Basically, ddupes gets fdupes/ffdupes (ran recursively) output and starts comparing folders containing identical files, to see if they are identical.

When it has detected all groups of identical folders, it prints them in order of size (also see -w option).

To see detailed list of options, run ddupes or ffdupes with option “–help”.

Is ffdupes efficient?

It seems to be much more efficient than fdupes (taking around one half of the time in the very few tests made): the main reason is that ffdupes doesn't necessarily read all files it must compare: instead, it first tries to compare the heads, and reads the rest only if they match.

A test of larger size (thanks, Florian Bruhin!), ran with 2.5 TB of data, in ~727 000 files, gave the following results:

fdupes: 6 Hours 23 Minutes
ffdupes: 4 Hours 19 Minutes
ddupes: 40 Minutes

That said, in the worst case in which there are many files which are almost identical, except for the final part, ffdupes may perform worse than fdupes (even taking twice the time). Please let me know if you find real life situations in which this happens.

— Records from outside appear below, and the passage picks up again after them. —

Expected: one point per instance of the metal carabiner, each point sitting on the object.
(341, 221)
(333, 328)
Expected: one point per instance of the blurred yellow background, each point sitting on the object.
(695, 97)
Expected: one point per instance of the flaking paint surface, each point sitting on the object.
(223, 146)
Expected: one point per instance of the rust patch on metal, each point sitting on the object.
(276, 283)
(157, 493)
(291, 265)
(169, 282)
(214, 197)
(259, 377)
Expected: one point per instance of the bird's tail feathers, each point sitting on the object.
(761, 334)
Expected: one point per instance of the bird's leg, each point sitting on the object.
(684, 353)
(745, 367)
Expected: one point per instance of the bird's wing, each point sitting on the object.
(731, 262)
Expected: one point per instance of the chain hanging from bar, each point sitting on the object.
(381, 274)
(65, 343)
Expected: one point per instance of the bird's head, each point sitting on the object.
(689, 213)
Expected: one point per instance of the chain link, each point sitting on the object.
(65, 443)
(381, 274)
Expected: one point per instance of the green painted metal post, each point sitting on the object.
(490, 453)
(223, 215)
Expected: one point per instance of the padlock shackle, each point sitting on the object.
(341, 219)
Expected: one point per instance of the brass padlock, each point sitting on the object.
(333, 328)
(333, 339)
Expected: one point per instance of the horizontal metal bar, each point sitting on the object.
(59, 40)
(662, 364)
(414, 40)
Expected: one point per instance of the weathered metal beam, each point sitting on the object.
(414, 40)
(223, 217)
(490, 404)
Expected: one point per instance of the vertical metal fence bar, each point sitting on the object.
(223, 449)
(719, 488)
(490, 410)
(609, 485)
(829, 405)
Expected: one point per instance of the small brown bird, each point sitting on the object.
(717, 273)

If ffdupes is used with the “–algorithm” option set to “adler32”, it will run slower on average, but faster in the worst case (in particular, it will run faster than fdupes in all cases).

If ffdupes is used with the “–algorithm” option set to “md5”, it will behave exactly as fdupes (and hence presumably run slightly slower because Python is slower than C, and fdupes is written in C).

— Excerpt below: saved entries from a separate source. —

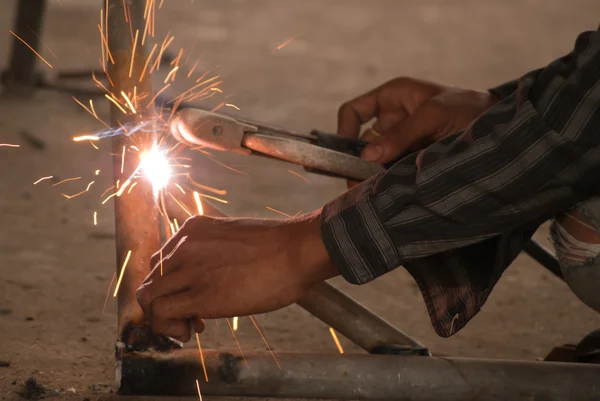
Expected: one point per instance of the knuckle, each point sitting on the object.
(143, 296)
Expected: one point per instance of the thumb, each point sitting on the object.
(400, 137)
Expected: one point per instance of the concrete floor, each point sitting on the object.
(55, 265)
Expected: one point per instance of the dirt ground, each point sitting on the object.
(55, 265)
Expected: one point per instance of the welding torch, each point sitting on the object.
(317, 151)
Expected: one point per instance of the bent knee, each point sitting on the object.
(576, 238)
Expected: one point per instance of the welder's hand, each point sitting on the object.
(215, 268)
(409, 115)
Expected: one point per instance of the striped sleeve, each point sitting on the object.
(533, 154)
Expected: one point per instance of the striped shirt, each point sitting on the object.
(457, 213)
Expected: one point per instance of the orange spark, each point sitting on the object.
(181, 189)
(237, 342)
(121, 275)
(104, 193)
(78, 193)
(192, 69)
(128, 101)
(68, 179)
(110, 196)
(213, 198)
(92, 107)
(160, 256)
(101, 29)
(181, 205)
(125, 184)
(42, 179)
(31, 48)
(299, 176)
(151, 103)
(265, 341)
(123, 160)
(171, 73)
(335, 339)
(147, 61)
(279, 211)
(198, 203)
(137, 31)
(201, 356)
(86, 138)
(287, 42)
(198, 388)
(115, 103)
(108, 291)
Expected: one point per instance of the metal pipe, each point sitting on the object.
(333, 307)
(21, 74)
(136, 216)
(353, 320)
(543, 257)
(365, 377)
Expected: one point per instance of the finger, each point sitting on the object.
(178, 329)
(156, 286)
(370, 134)
(400, 138)
(181, 305)
(356, 112)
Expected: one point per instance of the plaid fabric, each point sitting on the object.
(456, 214)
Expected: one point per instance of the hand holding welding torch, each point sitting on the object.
(215, 268)
(219, 268)
(409, 114)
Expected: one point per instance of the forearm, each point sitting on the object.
(531, 155)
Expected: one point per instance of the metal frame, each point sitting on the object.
(153, 365)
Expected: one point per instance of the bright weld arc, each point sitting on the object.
(122, 272)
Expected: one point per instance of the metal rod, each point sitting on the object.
(543, 257)
(21, 72)
(352, 319)
(136, 217)
(327, 303)
(366, 377)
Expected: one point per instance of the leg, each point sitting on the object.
(576, 236)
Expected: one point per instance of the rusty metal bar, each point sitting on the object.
(365, 377)
(333, 307)
(353, 320)
(136, 217)
(21, 75)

Notice that ffdupes (still?) doesn't support all fdupes options.

Technical parenthesis (aka TODO)

Theoretically, ffdupes could be improved to perform better than fdupes in any case, but unfortunately at the moment it is not possible because it uses filecomp to compare files, and it is not easy to checksum files while comparing them: probably the best thing to do would be using named pipes to checksum on the fly (storing in memory checksums for exponentially growing lenghts of heads) and then at the same time do the comparison by reading the named pipe.

Is ddupes efficient?

ddupes is written in Python, which is an interpreted language; however, this doesn't seem to be a key problem, since in all the tests made the step that takes by far the most time is the invocation of fdupes/ffdupes.

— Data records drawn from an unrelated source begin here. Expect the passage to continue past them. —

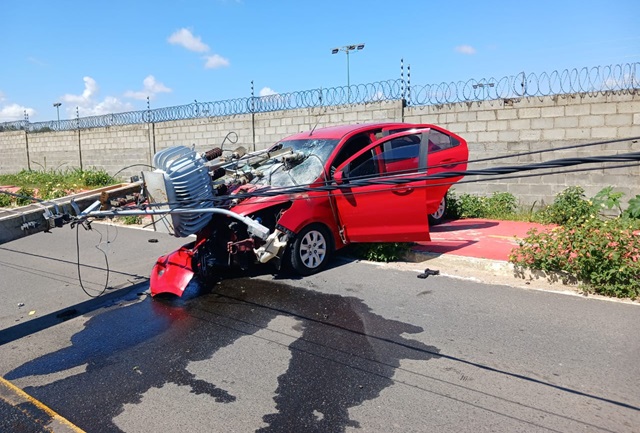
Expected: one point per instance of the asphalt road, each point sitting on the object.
(359, 347)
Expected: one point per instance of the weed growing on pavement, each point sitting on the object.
(49, 184)
(382, 252)
(131, 220)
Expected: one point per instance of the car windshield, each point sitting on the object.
(305, 163)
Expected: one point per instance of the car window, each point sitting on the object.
(439, 141)
(396, 156)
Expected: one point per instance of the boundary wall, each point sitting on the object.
(492, 128)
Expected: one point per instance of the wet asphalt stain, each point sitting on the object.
(347, 354)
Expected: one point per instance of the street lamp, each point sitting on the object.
(57, 105)
(346, 49)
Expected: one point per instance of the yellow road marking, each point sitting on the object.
(14, 396)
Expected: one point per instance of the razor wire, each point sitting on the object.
(593, 81)
(587, 81)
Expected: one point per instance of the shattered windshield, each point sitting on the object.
(302, 166)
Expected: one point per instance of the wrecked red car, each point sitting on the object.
(283, 205)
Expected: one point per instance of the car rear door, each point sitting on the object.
(393, 212)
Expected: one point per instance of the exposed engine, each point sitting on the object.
(197, 191)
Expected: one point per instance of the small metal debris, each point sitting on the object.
(428, 272)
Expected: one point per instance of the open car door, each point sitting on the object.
(385, 213)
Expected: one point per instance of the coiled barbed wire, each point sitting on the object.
(588, 81)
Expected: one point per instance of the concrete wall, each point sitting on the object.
(492, 128)
(509, 127)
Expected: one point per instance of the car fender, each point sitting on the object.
(308, 209)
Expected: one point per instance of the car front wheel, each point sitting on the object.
(311, 250)
(438, 216)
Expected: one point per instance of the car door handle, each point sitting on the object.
(403, 190)
(445, 165)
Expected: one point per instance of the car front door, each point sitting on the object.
(379, 212)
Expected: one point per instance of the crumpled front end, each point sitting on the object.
(173, 272)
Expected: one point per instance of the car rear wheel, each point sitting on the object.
(438, 216)
(311, 250)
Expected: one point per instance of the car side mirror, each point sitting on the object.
(341, 176)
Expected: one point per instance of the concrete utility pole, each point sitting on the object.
(57, 105)
(346, 49)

In general, the real ddupes step takes more time if there are many duplicate files, not just if the directory structure given as argument is bigger. Still, tests ran on a directory containing around 100 000 files/folders which produced around 20 000 lines of fdupes output, with groups containing thousands of duplicates, showed the ddupes step needs less than 20 seconds.

ddupes could scale very badly in the case in which there are very big (thousands of members) groups of duplicates, which reside in directories which are very similar but not identical. This should be a quite remote eventuality, but if you do find some pathological case, please report.

Who should I blame if this sucks?

Pietro Battiston - me@pietrobattiston.it

Last version of ddupes can always be found at http://www.pietrobattiston.it/ddupes. The source repo can be obtained with

git clone git://pietrobattiston.it/ddupes

and browsed at http://www.pietrobattiston.it/gitweb

Requirements

ddupes and ffdupes are written in Python, so you need python to run them.